Another approach is to continue to simplify your code until the problem disappears. If you get to a trivially simple realization (e.g. 100 lines or less, self contained) then you could start to inspect the SASS or ask others for help. If you get to a point where reduction in complexity causes the problem to go away, then that may either provide clues or be the point at which you start work on a MRE.

Thanks for the reply, I realize the problem is present with -Xptxas -O0which suggests this is not due to an optimization but to something else which is avoided by the -G flag. Do we have the detail of what the -Gflag does ?

(I already went through commenting chunk of codes or printf but it did not reveal useful)

No, we don’t.

It is not uncommon for programmers to misdiagnose where an issue originates. Therefore consideration should be given to the hypothesis that the primary issue is not the loop per se, but that the issue originates elsewhere.

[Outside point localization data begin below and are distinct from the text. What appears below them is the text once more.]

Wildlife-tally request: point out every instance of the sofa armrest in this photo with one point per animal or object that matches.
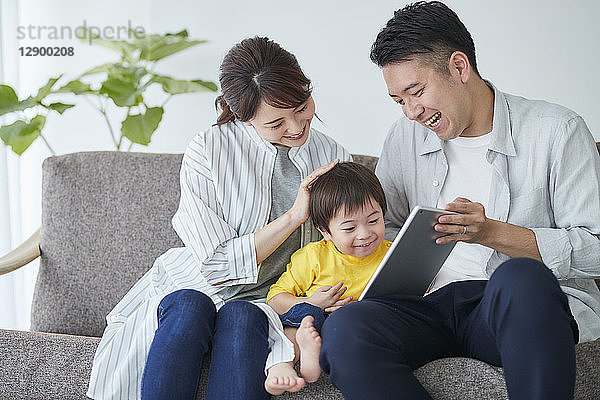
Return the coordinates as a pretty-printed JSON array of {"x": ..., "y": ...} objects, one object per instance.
[
  {"x": 28, "y": 251},
  {"x": 36, "y": 365}
]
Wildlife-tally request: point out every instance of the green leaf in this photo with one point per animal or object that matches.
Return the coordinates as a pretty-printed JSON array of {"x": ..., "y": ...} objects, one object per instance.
[
  {"x": 20, "y": 106},
  {"x": 178, "y": 86},
  {"x": 20, "y": 134},
  {"x": 59, "y": 107},
  {"x": 8, "y": 97},
  {"x": 75, "y": 87},
  {"x": 140, "y": 127},
  {"x": 123, "y": 47},
  {"x": 156, "y": 47},
  {"x": 104, "y": 68},
  {"x": 46, "y": 89},
  {"x": 123, "y": 92}
]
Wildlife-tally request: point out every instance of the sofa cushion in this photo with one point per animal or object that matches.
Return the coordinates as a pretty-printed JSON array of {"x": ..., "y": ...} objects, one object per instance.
[{"x": 106, "y": 216}]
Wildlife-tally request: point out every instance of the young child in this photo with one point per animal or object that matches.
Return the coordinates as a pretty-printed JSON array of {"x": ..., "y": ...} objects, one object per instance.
[{"x": 347, "y": 205}]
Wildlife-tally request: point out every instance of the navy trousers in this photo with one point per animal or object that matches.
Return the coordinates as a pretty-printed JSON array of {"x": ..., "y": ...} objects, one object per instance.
[
  {"x": 187, "y": 324},
  {"x": 519, "y": 319}
]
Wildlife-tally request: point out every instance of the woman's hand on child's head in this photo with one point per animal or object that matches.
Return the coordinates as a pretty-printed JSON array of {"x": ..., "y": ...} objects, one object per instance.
[
  {"x": 327, "y": 296},
  {"x": 300, "y": 210}
]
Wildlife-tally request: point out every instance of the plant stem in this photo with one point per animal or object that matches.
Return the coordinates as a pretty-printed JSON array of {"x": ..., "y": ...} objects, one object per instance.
[
  {"x": 47, "y": 144},
  {"x": 121, "y": 138},
  {"x": 103, "y": 112},
  {"x": 167, "y": 99},
  {"x": 112, "y": 134}
]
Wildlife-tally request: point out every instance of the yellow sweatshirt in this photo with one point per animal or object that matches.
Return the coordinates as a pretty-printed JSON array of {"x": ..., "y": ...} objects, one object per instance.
[{"x": 321, "y": 263}]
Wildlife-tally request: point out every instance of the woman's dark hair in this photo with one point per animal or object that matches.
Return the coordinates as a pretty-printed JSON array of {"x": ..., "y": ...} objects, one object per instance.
[
  {"x": 428, "y": 29},
  {"x": 349, "y": 185},
  {"x": 258, "y": 69}
]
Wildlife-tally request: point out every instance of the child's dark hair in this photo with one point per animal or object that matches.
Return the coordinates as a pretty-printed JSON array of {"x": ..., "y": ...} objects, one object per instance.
[
  {"x": 430, "y": 30},
  {"x": 258, "y": 69},
  {"x": 348, "y": 185}
]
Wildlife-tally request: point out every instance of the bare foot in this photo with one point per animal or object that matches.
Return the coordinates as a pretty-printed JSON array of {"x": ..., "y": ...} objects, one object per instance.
[
  {"x": 283, "y": 378},
  {"x": 309, "y": 342}
]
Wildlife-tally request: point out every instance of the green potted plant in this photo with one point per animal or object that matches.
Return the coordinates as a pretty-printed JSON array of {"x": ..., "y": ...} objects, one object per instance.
[{"x": 120, "y": 84}]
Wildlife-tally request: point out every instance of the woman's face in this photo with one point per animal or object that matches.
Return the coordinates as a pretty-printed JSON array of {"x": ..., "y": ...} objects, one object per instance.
[{"x": 284, "y": 126}]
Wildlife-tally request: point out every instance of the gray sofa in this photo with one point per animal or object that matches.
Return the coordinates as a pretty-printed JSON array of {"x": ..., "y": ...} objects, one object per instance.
[{"x": 105, "y": 218}]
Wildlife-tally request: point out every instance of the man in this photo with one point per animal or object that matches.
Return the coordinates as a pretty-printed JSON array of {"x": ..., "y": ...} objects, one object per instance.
[{"x": 523, "y": 177}]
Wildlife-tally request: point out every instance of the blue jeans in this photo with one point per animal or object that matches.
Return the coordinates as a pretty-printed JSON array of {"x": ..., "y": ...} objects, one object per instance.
[
  {"x": 519, "y": 319},
  {"x": 187, "y": 324},
  {"x": 295, "y": 315}
]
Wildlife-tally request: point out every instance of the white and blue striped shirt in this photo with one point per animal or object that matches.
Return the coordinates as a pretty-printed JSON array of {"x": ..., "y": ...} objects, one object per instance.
[{"x": 225, "y": 198}]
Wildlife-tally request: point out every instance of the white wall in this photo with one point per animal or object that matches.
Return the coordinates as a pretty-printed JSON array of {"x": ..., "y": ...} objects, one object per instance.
[{"x": 536, "y": 48}]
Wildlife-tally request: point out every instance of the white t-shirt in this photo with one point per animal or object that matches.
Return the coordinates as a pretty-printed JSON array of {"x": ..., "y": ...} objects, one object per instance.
[{"x": 469, "y": 176}]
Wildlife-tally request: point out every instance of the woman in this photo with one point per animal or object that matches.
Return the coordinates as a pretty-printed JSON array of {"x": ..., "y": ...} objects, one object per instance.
[{"x": 243, "y": 211}]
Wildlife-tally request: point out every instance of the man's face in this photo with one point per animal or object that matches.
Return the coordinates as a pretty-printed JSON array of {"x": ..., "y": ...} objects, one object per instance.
[{"x": 436, "y": 100}]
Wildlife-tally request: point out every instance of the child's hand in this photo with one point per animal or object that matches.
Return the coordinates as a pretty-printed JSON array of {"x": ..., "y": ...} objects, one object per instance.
[
  {"x": 339, "y": 304},
  {"x": 328, "y": 296}
]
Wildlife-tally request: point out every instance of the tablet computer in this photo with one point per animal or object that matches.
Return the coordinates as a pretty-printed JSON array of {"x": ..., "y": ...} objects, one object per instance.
[{"x": 413, "y": 260}]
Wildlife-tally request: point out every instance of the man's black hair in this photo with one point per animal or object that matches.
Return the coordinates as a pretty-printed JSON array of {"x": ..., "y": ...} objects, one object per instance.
[{"x": 429, "y": 30}]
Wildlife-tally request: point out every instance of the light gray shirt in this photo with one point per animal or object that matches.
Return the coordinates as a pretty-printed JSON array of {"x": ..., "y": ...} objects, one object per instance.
[{"x": 545, "y": 177}]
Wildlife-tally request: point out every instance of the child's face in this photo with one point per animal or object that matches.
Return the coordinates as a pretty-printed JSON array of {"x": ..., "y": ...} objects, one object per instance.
[{"x": 357, "y": 233}]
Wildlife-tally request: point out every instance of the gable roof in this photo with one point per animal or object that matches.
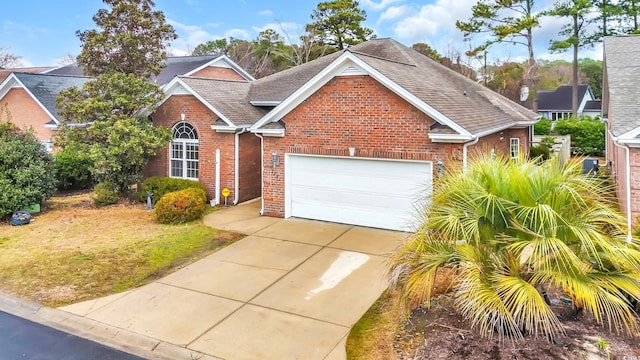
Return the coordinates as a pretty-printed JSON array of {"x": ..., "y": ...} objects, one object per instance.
[
  {"x": 228, "y": 99},
  {"x": 560, "y": 98},
  {"x": 43, "y": 88},
  {"x": 622, "y": 74},
  {"x": 175, "y": 66},
  {"x": 456, "y": 102}
]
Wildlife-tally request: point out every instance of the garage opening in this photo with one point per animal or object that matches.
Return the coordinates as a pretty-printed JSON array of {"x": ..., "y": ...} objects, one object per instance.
[{"x": 376, "y": 193}]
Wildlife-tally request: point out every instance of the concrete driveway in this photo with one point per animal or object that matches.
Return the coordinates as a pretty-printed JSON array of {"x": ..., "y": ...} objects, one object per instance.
[{"x": 292, "y": 289}]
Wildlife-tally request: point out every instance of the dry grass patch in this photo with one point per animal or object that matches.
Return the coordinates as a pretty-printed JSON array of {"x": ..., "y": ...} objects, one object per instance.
[{"x": 73, "y": 252}]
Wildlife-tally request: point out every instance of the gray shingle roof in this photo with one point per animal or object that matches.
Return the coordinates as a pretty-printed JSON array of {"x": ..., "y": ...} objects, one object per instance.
[
  {"x": 468, "y": 104},
  {"x": 229, "y": 97},
  {"x": 560, "y": 98},
  {"x": 176, "y": 65},
  {"x": 621, "y": 54},
  {"x": 46, "y": 88}
]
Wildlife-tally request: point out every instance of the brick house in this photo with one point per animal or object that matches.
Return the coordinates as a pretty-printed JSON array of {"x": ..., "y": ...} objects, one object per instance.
[
  {"x": 620, "y": 111},
  {"x": 358, "y": 136},
  {"x": 31, "y": 100}
]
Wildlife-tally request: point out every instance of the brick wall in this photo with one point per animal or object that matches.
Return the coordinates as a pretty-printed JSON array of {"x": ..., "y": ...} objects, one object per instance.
[
  {"x": 198, "y": 115},
  {"x": 359, "y": 112},
  {"x": 250, "y": 180},
  {"x": 25, "y": 113},
  {"x": 217, "y": 72}
]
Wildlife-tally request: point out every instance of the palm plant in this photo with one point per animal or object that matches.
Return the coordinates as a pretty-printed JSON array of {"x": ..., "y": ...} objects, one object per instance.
[{"x": 511, "y": 229}]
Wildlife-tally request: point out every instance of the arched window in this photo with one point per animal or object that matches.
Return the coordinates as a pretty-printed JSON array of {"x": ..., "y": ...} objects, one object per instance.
[{"x": 184, "y": 152}]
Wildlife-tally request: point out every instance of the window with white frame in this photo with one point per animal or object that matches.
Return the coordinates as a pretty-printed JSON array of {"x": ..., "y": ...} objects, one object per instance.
[
  {"x": 183, "y": 161},
  {"x": 514, "y": 148}
]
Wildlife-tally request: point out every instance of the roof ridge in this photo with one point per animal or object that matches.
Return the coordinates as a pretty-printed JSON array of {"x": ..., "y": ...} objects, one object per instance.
[
  {"x": 54, "y": 75},
  {"x": 214, "y": 79}
]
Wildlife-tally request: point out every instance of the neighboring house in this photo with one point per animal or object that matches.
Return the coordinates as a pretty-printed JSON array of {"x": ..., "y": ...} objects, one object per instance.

You are using a revision control system and unit tests, correct? If so, one way of zeroing in on the issue is to find which code change first introduced the undesired behavior. This technique works particularly well if code changes are committed in small increments (a few dozens of lines rather than several hundreds of lines), a practice I recommend. If you don’t use a “smoke” test on every code commit, I would highly recommend adopting this practice. A smoke test usually comprises a meaningful subset of every unit test, selected so it can run “quickly”.

Another way of zeroing in on the root cause is to simplify your code in steps, with the goal of producing the smallest program that still reproduces the issue. This may take several days, depending on the complexity of the program. A minor additional simplification beyond this stage then makes the problem disappear, providing a bracket that usually provides a pretty good idea what triggers an issue. In many cases, the ultimate culprit is then found to be an incorrect mental model of the code, for example cause by a misunderstanding of specific details of programming language semantics.

Instrumenting code with printf()can make an issue disappear just like lowering the compiler’s optimization level (i.e. we have a “Heisenbug”), but usually they modify the generated code in different ways, so the issue may still be observable with one approach but disappear with the other. I have been able to successfully debug very hard to find problems which others had failed to resolved in several man days, just by judicious use of logged information from printf() calls in the code.